Interestingly, regardless of the DMA and Environment Wing’s direction to ensure that there should be no illegal sale or purchase of sacrificial animals in parts of the city except the approved site, the ground reality portrays an entirely different picture.
Hundreds of sacrificial animals of all sizes are roaming on the main roads, service roads, footpaths and inside residential and commercial sectors. There are areas where small illegal cattle markets are established. The most prominent illegal markets are near Meera Abadi, G-11, Golra Sharif, Bhara Kahu, and near Saidpur Village among other areas in both rural and urban Islamabad.
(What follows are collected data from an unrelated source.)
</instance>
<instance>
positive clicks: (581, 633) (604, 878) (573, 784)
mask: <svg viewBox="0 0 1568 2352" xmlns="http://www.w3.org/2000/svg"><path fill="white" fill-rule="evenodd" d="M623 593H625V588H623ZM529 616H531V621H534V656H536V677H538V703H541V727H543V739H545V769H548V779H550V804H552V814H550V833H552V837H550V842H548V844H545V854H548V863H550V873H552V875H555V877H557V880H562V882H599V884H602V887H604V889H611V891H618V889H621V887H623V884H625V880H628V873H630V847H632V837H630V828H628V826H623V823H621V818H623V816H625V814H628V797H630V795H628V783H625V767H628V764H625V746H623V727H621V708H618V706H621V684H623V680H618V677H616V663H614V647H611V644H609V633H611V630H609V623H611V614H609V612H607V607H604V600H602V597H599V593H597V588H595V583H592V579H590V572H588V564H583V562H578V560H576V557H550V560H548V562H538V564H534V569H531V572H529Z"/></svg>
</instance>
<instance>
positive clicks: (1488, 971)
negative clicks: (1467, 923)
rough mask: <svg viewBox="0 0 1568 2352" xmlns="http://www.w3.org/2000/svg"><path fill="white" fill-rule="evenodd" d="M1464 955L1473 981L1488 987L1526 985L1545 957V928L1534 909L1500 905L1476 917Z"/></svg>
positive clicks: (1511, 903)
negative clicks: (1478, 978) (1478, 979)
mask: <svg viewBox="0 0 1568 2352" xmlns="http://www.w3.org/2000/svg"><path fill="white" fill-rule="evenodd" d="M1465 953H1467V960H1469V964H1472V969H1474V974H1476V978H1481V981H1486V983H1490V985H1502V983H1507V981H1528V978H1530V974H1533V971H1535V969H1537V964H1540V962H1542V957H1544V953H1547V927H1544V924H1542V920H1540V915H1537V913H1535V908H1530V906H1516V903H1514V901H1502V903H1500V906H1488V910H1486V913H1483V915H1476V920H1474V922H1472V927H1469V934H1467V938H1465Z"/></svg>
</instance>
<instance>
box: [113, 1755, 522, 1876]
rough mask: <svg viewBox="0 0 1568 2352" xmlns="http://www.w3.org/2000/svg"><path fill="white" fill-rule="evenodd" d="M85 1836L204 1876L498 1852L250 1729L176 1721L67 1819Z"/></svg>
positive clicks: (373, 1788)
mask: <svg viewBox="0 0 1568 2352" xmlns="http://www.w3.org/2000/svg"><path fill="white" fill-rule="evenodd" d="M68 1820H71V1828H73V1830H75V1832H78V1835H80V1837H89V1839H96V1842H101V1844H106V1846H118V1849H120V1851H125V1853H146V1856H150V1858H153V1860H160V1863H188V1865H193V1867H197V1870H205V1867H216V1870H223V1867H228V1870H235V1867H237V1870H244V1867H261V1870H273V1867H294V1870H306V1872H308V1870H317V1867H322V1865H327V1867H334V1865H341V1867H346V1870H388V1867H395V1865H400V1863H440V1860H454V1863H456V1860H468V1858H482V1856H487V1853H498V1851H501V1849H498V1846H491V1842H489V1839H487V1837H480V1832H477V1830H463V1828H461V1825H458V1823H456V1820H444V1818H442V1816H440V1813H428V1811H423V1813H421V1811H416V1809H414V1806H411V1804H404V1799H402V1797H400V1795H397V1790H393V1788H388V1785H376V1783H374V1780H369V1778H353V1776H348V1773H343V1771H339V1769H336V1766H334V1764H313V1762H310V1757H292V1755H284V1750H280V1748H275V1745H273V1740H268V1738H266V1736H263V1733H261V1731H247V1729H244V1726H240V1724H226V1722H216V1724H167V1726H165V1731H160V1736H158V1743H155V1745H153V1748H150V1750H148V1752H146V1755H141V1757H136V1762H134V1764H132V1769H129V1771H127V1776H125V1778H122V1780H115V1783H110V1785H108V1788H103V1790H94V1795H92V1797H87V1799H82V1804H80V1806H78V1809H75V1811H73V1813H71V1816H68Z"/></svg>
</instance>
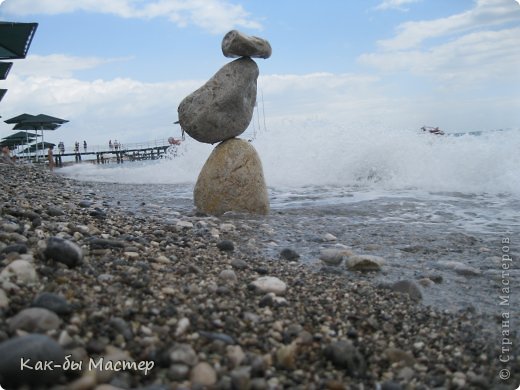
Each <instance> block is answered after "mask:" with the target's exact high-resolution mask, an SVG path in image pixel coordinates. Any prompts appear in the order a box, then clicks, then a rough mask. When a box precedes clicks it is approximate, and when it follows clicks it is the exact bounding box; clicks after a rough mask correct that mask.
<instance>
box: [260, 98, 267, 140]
mask: <svg viewBox="0 0 520 390" xmlns="http://www.w3.org/2000/svg"><path fill="white" fill-rule="evenodd" d="M260 95H261V96H262V114H263V116H264V131H265V132H266V133H267V125H266V124H265V104H264V90H263V89H262V88H260Z"/></svg>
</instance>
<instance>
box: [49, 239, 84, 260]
mask: <svg viewBox="0 0 520 390" xmlns="http://www.w3.org/2000/svg"><path fill="white" fill-rule="evenodd" d="M44 255H45V258H46V259H47V260H50V259H52V260H54V261H57V262H60V263H63V264H65V265H66V266H68V267H75V266H77V265H78V264H80V263H81V261H82V260H83V252H82V251H81V248H80V247H79V246H77V245H76V244H75V243H73V242H72V241H68V240H64V239H63V238H59V237H51V238H49V239H48V240H47V247H46V248H45V251H44Z"/></svg>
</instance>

It is pertinent to mention here that the mushrooming of these cattle markets comes after a private contractor was awarded a contract of Rs71.5 million by the city government to ensure that vendors coming from different parts of the country to sell their goats, sheep, cows and camels are provided with basic facilities.
Ali Syed, a resident of G-11, while talking to Pakistan Today said that the prices of sacrificial animals have skyrocketed with no intervention of authorities as always. “A good cow is anywhere between Rs80,000 to one lakh which is an exorbitant amount. A good goat or sheep starts from Rs40,000 upwards. It is about time that these prices be brought to a level where folks from the middle class can afford to buy them,” he said.
In order to tackle and address the complaints, the DMA has been directed to ensure effective monitoring for charging the prescribed entry fee for all kind of sacrificial animals so that the public can buy sacrificial animals without any hassle.